Masahito Togami, Robin Scheibler

Published: 2021, Last Modified: 06 Feb 2025APSIPA ASC 2021EveryoneRevisionsBibTeXCC BY-SA 4.0

Abstract: We propose a semi-blind speech source separation that jointly optimizes several acoustic functions, i.e., speech source separation (SS), dereverberation (DR), acoustic echo reduction (AE), and background noise reduction (BG). Instead of cascade connection of SS, AE, and DR, the proposed method performs DR, SS, and AE by a unified time-invariant filter. We assume the over-determined condition that the number of the microphones Nm. is larger than the number of near-end speech sources Ns. Joint optimization of DR, SS, AE, and BG can be performed by using the Nm - Ns dimensional subspace of the time-invariant filter for BG. Furthermore, we reveal that this subspace can be also utilized for residual acoustic echo reduction (RR) in which residual acoustic echo signal is reduced by spatial filtering.

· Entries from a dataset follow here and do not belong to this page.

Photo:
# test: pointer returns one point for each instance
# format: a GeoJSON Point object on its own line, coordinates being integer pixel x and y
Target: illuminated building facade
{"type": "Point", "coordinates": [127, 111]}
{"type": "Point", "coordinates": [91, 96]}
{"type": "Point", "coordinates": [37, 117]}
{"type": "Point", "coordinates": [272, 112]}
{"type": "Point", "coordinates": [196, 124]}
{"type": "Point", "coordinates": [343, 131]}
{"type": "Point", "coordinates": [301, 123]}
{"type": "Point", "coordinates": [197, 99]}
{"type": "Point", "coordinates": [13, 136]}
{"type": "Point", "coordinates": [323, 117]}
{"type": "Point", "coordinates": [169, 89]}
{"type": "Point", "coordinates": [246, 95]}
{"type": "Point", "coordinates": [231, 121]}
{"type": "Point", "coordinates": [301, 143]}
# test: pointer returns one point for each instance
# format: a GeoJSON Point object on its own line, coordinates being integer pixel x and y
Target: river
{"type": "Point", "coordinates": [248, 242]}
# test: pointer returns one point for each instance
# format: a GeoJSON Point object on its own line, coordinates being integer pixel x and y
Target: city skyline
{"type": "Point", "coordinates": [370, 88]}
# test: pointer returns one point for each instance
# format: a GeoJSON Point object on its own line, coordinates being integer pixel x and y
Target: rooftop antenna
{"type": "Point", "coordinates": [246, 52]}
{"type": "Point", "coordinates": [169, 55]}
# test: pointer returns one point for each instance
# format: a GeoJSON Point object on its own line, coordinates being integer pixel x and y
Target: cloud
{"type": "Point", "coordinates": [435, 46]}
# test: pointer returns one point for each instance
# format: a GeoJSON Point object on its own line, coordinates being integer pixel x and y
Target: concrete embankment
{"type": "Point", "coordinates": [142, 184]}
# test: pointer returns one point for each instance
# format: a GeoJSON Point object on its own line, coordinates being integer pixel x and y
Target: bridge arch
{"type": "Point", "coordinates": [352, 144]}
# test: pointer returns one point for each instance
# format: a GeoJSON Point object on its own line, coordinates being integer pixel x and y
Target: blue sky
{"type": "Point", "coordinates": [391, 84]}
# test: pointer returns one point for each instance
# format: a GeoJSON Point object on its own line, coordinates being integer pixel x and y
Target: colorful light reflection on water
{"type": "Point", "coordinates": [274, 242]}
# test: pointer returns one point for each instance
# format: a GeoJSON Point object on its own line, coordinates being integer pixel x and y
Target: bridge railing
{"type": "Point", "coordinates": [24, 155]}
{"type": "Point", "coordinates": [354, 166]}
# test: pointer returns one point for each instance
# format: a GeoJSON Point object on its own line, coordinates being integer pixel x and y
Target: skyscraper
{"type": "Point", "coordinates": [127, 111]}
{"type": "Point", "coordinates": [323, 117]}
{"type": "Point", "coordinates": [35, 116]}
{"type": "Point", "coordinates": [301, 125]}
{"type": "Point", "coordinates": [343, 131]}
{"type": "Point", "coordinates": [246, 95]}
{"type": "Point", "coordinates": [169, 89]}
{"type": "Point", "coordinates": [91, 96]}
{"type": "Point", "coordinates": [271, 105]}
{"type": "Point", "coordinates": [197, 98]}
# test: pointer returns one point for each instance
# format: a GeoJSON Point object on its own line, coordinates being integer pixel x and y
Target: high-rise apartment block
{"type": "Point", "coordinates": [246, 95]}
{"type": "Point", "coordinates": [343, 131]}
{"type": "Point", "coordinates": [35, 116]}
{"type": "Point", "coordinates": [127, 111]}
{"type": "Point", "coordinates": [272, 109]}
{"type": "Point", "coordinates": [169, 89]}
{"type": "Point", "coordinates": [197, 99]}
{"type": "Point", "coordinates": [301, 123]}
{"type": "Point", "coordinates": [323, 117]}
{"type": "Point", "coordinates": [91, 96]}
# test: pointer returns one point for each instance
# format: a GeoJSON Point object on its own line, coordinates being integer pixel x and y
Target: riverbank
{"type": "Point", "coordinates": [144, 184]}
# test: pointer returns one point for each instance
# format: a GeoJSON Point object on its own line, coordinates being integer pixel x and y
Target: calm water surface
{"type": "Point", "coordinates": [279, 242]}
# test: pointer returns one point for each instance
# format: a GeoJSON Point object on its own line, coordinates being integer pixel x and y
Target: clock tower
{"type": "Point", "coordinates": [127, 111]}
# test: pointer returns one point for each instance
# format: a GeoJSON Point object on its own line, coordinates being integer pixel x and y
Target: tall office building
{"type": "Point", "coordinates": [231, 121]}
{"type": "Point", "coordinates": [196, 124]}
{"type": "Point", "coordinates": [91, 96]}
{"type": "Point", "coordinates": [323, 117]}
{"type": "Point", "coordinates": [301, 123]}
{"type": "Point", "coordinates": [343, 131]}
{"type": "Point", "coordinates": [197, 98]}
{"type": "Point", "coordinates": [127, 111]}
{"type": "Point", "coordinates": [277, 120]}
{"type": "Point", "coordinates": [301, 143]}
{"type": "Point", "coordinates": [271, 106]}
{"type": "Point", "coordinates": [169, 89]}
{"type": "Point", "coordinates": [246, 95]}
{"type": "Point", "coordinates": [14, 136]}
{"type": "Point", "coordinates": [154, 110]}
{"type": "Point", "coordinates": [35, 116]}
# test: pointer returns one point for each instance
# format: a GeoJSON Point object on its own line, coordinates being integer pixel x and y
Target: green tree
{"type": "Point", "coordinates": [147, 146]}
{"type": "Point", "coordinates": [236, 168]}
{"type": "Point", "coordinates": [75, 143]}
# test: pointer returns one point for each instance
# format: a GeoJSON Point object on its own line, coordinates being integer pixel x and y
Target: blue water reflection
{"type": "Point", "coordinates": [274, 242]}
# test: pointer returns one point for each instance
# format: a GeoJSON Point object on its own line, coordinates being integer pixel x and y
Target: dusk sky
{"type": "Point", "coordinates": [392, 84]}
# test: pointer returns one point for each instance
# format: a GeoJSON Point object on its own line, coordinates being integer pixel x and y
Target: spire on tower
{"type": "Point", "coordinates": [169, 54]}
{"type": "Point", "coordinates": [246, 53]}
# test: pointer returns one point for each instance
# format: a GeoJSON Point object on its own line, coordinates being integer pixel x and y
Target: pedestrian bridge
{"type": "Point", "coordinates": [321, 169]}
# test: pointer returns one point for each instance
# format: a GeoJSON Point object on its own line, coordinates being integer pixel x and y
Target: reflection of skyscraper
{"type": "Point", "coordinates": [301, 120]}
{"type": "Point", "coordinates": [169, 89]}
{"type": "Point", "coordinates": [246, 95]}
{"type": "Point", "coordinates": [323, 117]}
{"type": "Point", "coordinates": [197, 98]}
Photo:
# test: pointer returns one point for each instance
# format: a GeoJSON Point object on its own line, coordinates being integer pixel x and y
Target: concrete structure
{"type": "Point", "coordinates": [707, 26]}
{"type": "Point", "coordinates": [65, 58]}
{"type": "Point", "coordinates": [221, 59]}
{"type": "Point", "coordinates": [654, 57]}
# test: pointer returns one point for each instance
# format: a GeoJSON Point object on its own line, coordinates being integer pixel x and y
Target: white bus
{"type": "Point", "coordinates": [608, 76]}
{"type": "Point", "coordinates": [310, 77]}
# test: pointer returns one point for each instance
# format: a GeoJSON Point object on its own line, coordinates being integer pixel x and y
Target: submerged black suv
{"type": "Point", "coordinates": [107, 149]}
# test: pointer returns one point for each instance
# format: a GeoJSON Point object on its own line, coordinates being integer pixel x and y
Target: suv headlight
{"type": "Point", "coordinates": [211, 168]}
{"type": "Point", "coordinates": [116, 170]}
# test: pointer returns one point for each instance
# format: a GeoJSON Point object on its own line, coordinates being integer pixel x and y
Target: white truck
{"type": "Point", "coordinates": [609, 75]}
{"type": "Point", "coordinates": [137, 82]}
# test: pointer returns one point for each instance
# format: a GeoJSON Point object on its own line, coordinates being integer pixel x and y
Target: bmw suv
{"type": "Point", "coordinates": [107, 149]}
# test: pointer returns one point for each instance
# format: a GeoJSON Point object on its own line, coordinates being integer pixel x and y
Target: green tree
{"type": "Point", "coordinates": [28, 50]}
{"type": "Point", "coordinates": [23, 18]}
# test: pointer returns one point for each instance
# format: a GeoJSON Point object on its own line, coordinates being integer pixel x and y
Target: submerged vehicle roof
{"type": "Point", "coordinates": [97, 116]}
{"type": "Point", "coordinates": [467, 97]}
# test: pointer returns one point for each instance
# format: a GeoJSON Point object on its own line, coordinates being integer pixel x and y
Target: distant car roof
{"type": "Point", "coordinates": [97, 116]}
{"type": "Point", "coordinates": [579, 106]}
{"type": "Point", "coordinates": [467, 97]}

Two types of joint parameter optimization techniques for DR, SS, AE, BG, and RR are proposed based on vectorwise coordinate descent and fast multichannel nonnegative matrix factorization. Experimental results show that the proposed methods perform DR, SS, AE, and BG better than a cascade method. When the acoustic echo path between a loudspeaker and a microphone is time-varying, performance improvement of the proposed methods with RR is larger than the proposed method without RR.